Robust Tracking and Clean Background Dense Reconstruction for RGB-D SLAM in a Dynamic Indoor Environment

This article proposes a two-stage simultaneous localization and mapping (SLAM) method based on using the red green blue-depth (RGB-D) camera in dynamic environments, which can not only improve tracking robustness and trajectory accuracy but also reconstruct a clean and dense static background model in dynamic environments. In the first stage, to accurately exclude the interference of features in the dynamic region from the tracking, the dynamic object mask is extracted by Mask-RCNN and optimized by using the connected component analysis method and a reference frame-based method.
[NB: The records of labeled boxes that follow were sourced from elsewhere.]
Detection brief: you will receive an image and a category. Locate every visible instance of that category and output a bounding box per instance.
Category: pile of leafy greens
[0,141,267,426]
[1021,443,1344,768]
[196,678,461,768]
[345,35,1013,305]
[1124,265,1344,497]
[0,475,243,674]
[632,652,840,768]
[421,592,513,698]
Then, the feature points, lines, and planes in the nondynamic object area are used to construct an optimization model to improve the tracking accuracy and robustness. After the tracking is completed, the mask is further optimized by the multiview projection method. In the second stage, to accurately obtain the pending area, which contains the dynamic object area and the newly added area in each frame, a method is proposed, which is based on a ray-casting algorithm and fully uses the result of the first stage. To extract the static region from the pending region, this paper designs divisible and indivisible regions process methods and the bounding box tracking method. Then, the extracted static regions are merged into the map using the truncated signed distance function method. Finally, the clean static background model is obtained. Our methods have been verified on public datasets and real scenes. The results show that the presented methods achieve comparable or better trajectory accuracy and the best robustness, and can construct a clean static background model in a dynamic scene.